Mais il existe aussi des différences surprenantes. D'une part,Godot,bien que tout aussi drôle, il est beaucoup plus triste. Crudup en particulier, dans le rôle de Lucky, est incroyablement pathétique ; il ressemble à quelqu'un qui pleure depuis des décennies, même s'il ne le fait pas en ce moment. De plus, alors que Pinter semble attribuer les horreurs de la vie au mal individuel, ou tout au plus à l'hypocrisie sociale, le paysage de Beckett (comme son titre le suggère) est amoral : la vie est nulle, simplement aléatoire. Et, au moins sur la base de ces très belles productions, on doit conclure queLe no man's landdevient une pièce d'époque tandis queGodot, vingt ans de plus, ne l'est pas. Curieusement, c'est McKellen, aussi superbe soit-il, qui fait le plus ressortir cela. En tant qu'homme ouvertement gay impliqué dans une célèbre liaison avec Stewart (il a officié au mariage de Stewart en septembre), il fait monter la barre, rien qu'en étant là, sur l'homoérotisme des pièces. Cela améliore le Beckett et révèle les défauts du Pinter. DansLe no man's land, comme chez PinterTrahisonetLe retour à la maison, le soupçon d'homosexualité est une menace codée, suggérant le mal et l'altérité ; cela n’a de sens que dans un monde d’homophobie rigide. (Sinon, comme ici, cela se lit comme timide.) DansGodot, en revanche, la camaraderie entre deux hommes, avec ses nombreuses allusions conjugales, est tenue pour acquise. Je ne dis pas que Vladimir et Estragon sont gays ; Je dis que la pièce ne se soucie pas de savoir s'ils le sont. Et cela semble moderne.
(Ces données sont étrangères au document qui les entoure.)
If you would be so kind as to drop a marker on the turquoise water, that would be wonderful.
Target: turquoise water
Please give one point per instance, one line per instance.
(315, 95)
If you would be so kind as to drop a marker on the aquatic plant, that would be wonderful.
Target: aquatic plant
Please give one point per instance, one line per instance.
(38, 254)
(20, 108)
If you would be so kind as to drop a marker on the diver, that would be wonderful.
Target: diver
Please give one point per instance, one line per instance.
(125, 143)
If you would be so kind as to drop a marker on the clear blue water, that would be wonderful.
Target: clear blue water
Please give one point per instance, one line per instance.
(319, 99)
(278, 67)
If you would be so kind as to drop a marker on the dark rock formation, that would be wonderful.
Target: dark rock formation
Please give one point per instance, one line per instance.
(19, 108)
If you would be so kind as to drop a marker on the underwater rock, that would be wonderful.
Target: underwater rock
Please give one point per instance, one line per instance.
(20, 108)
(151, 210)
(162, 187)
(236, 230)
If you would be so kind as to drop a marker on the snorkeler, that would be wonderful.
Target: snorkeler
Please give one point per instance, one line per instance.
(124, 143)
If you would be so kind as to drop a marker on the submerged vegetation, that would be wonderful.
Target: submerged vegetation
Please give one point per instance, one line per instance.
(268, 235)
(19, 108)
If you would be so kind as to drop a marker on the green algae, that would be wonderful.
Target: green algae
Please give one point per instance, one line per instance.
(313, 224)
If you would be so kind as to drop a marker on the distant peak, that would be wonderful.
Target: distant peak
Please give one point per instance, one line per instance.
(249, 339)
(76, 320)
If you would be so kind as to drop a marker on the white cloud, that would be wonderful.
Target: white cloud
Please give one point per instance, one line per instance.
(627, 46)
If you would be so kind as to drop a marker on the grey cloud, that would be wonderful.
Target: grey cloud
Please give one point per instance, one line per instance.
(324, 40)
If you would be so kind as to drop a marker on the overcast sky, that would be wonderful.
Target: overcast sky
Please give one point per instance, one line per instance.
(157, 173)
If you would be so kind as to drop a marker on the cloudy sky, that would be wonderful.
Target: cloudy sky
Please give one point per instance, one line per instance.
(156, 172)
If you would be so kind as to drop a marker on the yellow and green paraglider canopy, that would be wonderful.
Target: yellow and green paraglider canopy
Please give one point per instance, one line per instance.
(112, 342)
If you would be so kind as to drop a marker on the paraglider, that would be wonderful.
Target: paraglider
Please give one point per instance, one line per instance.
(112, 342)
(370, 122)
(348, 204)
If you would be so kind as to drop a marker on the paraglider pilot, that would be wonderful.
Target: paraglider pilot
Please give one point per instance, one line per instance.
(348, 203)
Les dramaturges écrivent des pièces, puis le public les réécrit au fil du temps. J'ai entendu des gens qui sortaient du théâtre dire qu'ils n'avaient pas « compris »Le no man's land, mais personne ne semblait comprendreGodotnon plus, quand c'était nouveau – pas même Peter Hall, qui a réalisé la première en langue anglaise. Aujourd'hui, chaque lycéen s'initie à l'existentialisme en lisant le Beckett et peut parler de la symbolique de l'arbre stérile ou rédiger un essai sur les problèmes urinaires de Vladimir. Mais je trouve que plus la production est bonne, moins ce type d’information compte. J'ai adoré cette double affiche parce qu'elle me rendait encore une fois stupide. Après tout, nous allons au théâtre, au moins en partie, pour exercer notre facilité de compréhension ; si on avait déjà tout compris, ce ne serait pas de l'exercice.

Le no man's landest au Théâtre Cort jusqu'au 1er mars;En attendant Godot,jusqu'au 2 mars.